Cindy enjoying seeing Kendall froth at the mouth. ‘Yeah, a sticker with a dealer’s name on it, right inside the thing. Some company called Classic something or other.’

‘Classic Reproductions,’ Kendall said, between gritted teeth.

‘Oh, that’s it.’ Cindy faked surprise with all her Paradise Motel skill. ‘I knew you’d have heard of them.’

Kendall picked up her purse. ‘Look, there’s no point in us talking any more now, I have to go. I’ll check things out with the insurance brokers tomorrow and call you.’

As the other woman turned away Cindy said, ‘I didn’t kill him, Kendall. I don’t think I did, an’ that’s the truth. I even thought that maybe...’

‘Maybe what?’ Kendall was heading for the door.

‘Maybe you did. Where were you when he got shot?’

‘I was at home.’

‘Oh, yeah?’ Cindy said quietly. ‘Got a witness, have you?’ She turned back to her pillow and closed her eyes. Before Kendall could reply the nurse walked in, hurried to Cindy’s bedside, and turned in surprise at the sound of the door slamming shut.

Cindy gave a weak smile. ‘If Mrs Nathan comes again tell her I’m too tired to see her — she drains my energy centres. Can you get me something to help me sleep?’

‘I’ll check with the doctor. Oh, you had another visitor, a Mrs Lorraine Page. She left her card.’ The nurse handed it to Cindy and went to see about sedation.

Kendall Nathan sat in her jeep, gripping the steering wheel. She was sure Cindy was lying about the vase, but the only way to be certain was to go to the house and see for herself. She knew Harry was a thief and a conman, but would he have conned her, too, after all she had done for him? She had a terrible, sinking feeling that he just might have.

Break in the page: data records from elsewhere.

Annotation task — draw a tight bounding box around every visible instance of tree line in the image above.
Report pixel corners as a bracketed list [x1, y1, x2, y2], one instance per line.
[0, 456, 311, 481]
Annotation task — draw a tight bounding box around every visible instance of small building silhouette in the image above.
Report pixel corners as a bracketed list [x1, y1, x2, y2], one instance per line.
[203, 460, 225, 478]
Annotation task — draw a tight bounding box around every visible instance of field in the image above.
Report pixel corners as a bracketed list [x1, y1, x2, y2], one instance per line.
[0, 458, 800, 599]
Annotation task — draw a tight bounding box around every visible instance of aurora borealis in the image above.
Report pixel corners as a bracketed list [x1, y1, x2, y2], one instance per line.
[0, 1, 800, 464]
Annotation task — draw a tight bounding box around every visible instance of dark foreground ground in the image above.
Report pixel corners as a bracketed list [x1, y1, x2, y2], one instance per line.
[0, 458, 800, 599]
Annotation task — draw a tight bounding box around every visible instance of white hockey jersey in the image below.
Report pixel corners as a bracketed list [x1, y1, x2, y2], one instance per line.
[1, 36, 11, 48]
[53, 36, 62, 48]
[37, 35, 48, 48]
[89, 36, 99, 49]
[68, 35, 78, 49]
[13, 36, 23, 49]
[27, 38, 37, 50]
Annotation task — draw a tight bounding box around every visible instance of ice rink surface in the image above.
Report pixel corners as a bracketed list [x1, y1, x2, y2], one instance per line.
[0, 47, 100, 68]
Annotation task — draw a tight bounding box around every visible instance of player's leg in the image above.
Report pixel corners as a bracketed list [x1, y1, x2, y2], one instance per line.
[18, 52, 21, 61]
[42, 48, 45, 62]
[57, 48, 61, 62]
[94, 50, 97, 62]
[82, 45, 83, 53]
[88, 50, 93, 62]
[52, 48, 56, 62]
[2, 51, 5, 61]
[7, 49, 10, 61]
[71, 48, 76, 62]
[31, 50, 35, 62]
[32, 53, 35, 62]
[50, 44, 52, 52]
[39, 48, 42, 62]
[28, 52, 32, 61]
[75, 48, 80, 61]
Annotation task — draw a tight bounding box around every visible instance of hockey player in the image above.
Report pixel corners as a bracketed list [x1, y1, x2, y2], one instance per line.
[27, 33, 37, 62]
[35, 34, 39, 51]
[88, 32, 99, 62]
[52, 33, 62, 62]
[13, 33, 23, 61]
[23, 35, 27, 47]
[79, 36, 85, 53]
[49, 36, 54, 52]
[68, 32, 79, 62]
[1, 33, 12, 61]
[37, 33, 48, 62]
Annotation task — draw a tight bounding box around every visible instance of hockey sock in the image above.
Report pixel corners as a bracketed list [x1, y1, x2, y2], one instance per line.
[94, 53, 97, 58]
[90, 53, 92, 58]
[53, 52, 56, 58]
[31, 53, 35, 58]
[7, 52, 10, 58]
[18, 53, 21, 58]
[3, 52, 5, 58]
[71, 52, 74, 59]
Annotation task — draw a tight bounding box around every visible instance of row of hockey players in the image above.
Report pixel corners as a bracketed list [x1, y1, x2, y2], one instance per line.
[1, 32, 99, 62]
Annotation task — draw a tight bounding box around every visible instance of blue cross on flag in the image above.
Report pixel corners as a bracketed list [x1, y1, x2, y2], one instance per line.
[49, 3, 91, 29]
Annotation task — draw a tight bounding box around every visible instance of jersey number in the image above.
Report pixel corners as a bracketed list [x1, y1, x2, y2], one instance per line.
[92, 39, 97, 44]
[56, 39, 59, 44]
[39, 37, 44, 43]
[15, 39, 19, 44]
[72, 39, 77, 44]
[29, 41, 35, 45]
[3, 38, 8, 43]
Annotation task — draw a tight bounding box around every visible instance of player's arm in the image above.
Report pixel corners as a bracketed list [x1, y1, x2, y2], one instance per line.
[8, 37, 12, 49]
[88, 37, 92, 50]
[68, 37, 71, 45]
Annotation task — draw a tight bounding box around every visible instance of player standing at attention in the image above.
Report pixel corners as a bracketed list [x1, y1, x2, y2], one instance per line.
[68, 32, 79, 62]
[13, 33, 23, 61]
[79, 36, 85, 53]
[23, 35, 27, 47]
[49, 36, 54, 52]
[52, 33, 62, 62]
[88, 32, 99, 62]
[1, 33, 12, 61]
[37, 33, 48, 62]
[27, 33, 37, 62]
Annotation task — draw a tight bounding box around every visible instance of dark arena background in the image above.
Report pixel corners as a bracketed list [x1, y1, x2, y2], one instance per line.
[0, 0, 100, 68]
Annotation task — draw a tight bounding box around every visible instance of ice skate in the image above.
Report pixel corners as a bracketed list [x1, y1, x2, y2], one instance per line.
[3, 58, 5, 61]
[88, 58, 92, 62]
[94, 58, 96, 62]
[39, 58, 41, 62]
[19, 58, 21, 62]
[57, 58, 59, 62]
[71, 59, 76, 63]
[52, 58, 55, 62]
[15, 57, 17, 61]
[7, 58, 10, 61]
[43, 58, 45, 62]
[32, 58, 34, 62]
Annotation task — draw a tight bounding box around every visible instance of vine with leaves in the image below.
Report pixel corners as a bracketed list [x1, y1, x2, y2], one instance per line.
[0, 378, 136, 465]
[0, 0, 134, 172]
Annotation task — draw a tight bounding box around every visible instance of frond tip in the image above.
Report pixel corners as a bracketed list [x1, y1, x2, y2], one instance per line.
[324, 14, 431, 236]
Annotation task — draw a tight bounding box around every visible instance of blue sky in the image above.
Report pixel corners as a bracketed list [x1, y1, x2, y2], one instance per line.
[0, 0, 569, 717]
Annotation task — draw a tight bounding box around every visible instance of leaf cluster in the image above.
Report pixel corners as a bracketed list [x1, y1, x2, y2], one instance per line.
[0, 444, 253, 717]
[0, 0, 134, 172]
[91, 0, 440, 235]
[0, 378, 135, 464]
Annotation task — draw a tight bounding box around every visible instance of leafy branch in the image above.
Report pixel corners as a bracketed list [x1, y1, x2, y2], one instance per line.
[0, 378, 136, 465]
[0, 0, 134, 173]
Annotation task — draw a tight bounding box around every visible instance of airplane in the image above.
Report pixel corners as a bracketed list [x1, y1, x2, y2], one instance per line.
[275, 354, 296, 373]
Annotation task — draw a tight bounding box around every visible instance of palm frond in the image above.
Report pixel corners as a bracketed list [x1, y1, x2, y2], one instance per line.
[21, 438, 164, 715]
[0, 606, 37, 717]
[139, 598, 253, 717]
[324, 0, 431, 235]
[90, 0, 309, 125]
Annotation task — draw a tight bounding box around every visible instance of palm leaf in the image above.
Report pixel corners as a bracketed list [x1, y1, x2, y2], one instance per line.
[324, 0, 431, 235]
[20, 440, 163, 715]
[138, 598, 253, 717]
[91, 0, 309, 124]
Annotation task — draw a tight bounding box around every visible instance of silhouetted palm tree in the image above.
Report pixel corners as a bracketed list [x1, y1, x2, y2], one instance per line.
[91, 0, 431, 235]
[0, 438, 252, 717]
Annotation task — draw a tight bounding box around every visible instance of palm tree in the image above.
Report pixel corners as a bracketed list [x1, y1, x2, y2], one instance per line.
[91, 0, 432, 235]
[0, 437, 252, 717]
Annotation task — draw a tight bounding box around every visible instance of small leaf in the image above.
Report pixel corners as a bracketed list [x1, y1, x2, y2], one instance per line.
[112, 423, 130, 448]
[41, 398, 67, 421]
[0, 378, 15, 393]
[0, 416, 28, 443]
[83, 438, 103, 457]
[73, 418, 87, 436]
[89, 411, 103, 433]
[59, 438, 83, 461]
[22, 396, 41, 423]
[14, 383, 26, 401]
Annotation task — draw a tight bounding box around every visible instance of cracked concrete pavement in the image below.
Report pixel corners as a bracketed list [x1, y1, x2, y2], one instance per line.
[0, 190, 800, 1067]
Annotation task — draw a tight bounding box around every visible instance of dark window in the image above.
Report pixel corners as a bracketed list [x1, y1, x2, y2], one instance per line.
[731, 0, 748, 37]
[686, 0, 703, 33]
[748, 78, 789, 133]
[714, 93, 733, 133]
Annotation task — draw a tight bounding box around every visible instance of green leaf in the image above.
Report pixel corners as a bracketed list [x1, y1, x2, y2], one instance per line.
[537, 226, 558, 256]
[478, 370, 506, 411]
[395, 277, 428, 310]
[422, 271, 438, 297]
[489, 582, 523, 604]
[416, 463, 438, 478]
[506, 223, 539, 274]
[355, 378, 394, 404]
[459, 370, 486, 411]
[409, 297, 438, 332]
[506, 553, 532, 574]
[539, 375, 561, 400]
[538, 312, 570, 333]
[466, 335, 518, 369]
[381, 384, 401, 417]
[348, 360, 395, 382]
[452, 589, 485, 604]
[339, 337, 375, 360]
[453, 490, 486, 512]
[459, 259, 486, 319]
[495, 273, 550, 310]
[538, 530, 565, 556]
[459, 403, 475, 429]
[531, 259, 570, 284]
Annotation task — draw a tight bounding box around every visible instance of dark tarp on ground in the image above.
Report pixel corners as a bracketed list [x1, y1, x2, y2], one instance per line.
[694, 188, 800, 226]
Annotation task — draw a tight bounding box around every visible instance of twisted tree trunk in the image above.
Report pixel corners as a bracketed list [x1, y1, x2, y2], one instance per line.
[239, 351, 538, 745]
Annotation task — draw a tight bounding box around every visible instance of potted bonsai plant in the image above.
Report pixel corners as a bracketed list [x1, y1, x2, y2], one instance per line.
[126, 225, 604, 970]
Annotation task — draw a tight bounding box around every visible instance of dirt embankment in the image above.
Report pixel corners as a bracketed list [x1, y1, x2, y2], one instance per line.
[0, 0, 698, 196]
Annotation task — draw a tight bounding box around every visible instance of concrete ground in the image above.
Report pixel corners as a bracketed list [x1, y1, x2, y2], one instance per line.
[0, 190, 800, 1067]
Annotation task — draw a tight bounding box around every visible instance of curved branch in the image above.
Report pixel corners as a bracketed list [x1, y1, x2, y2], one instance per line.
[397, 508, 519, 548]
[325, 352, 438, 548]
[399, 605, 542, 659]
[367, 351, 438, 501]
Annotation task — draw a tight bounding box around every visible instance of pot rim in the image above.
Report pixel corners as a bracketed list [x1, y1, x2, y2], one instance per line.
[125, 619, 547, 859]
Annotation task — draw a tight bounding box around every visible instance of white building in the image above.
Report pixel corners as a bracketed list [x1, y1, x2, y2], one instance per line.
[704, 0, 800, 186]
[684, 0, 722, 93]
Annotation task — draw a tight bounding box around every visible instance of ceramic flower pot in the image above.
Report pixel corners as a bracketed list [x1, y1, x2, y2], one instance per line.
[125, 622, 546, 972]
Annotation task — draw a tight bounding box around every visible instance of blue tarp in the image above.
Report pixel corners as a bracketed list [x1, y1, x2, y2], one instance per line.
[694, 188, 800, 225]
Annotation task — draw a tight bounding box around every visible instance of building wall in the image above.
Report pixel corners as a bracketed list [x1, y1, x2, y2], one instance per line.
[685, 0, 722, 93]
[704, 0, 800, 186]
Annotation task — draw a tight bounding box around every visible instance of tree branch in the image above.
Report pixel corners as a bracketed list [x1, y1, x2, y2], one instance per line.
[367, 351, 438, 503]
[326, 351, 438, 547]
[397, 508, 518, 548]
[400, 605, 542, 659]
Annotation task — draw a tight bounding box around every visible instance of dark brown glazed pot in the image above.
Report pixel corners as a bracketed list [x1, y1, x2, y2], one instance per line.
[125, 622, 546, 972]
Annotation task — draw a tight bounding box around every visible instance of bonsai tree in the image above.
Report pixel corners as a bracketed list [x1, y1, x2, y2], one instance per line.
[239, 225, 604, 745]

Half an hour later she was still shaking as she sipped hot water and lemon juice, and paced the black Astroturf with which she had carpeted her bedroom; the building’s beautifully preserved thirties exterior had not deterred Kendall from filling her apartment with screamingly modern design as near to the décor of the Nathan house as she could afford. The sight of all these things now, which had previously given her such satisfaction, filled her with fury as the possibility of Harry Nathan’s treachery sank in.

She wanted to scream, wanted to get back into the jeep and get over to the Nathans’ house, but she knew she had to be calm. If the famille rose vase was a fake, what had happened to the original, worth three quarters of a million dollars? She had to find out without betraying how important it was to her. And it was important: the vase represented part of an art collection worth twenty million dollars, half of which she knew was hers. Eventually she slumped onto her bed, and nausea swept over her.